いつかこの手で死者を殺す


 仕事を終えてスマートフォンを確認すると、いつもたくさんの通知が画面に並んでいる。ほとんどがどうでもいいことばかりだ。だれだれさん他15人がだれだれさんのツイートにいいねしましたとか、お愛想で登録しているユーチューブのチャンネルに新しい動画が投稿されましたとか、だれだれさんがあなたのレビューにいいねしましたとか、そういうの。
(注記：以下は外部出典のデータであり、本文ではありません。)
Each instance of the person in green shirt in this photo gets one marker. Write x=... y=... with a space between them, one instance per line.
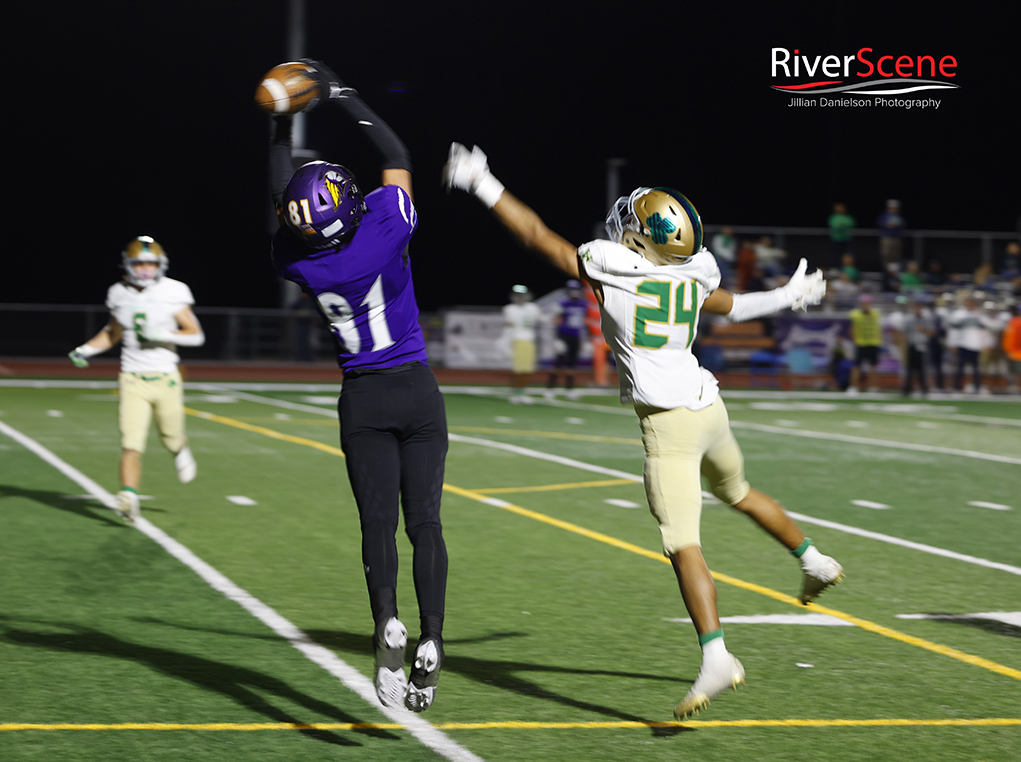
x=841 y=227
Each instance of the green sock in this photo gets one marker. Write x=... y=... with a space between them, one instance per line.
x=705 y=637
x=799 y=551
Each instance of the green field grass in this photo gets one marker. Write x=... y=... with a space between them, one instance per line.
x=565 y=631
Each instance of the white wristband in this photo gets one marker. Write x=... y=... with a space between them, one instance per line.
x=87 y=350
x=188 y=339
x=758 y=304
x=489 y=190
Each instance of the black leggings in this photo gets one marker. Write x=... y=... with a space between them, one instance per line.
x=394 y=436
 わざわざポップアップで通知してくる必要があるほどの情報じゃない。わたしのスマートフォンは基本的に鳴らない。わたしはほとんど社会のすべてと断絶していて、誰もわたしに用事はない。それなのに、そんなことはないですよ、あなたはちゃんと社会と繋がっていますよ、ほらこんなにたくさんあなたが反応すべき事柄はあるのですよと説得するみたいに、ありもしないところから無理に話題をひねり出してまで声を掛けてくる。お節介だなと思う。
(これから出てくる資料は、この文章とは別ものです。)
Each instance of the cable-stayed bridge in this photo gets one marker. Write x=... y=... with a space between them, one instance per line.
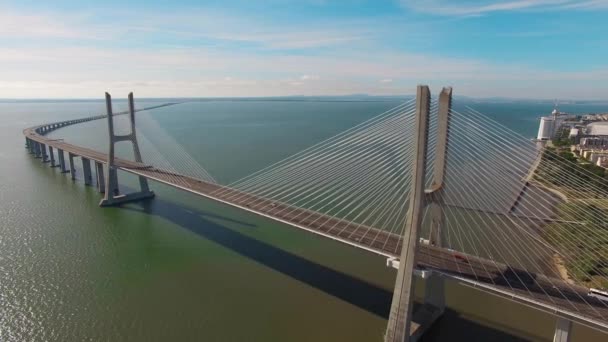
x=443 y=194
 今日も、仕事終わりにスマートフォンを確認すると、ひとつの画面に収まりきらないほどの通知がたくさん並んでいた。いつもなら縦にスワイプしてザッと確認したあとにまとめて横に投げ捨ててしまうのだけれど、最後のほうまでスワイプしたところでわたしの手が止まる。


 フェイスブックからの通知が、今日はわたしとだれだれさんが友達になってから五年目の記念日ですよと知らせてきている。こんなことまでわざわざ通知しないと、フェイスブックがわたしに言うべきことなどなにもないのだ。それくらい、わたしのフェイスブックというのは稼働していない。


 わたしの手が止まったのは、その人がすでにこの世には存在していない人だったからだ。何気ない瞬間に、急に死者が日常に割り込んできて、意識がきゅっと緊張してしまった。


 その人はわたしのフェイスブックの友達欄にいるというだけで、名前を聞けば顔を思い出せる程度には知っているけれども、別に友達というわけではない。個人的に遊んだことなど一度もないし、フェイスブック上ですらやりとりをしたことは一度もないはずだ。なにかの機会に顔を合わせて、その後、申請がきたから承認した。だから、わたしのアカウントの友達欄にいる。ただそれだけの人だ。


 アカウントは更新が止まっているだけで、削除もされていないし、その人が死んだことを知らせる通知もない。たぶん本人が死んでしまった場合には、遺族が削除を申請したりするべきなのだろうけれども、かなり普及してきたとはいえ、まだまだ新しい文化だから、死んだ場合のプロトコルまでは一般化されていないのだろう。こんな風に、ただ放置されるアカウントが大半なのではないかと思う。


 わたしはどうして、さして親しくもないこの人がもう亡くなってしまっていることを知っているのだろうか。きっと、どこかで誰かから聞いたのだろうけれど、なにしろ別に親しかったわけでもないから、その時は聞き流していたのだろう。そのへんの事情にはまったく覚えがない。ただ、その人が死者であるということだけを、わたしはなぜか知っている。フェイスブックからのポップアップ通知が、わたしにそのことを思い出させる。たぶん、こんな通知がこなければ、これから先も二度と思い出すこともないような人だったはずなのに。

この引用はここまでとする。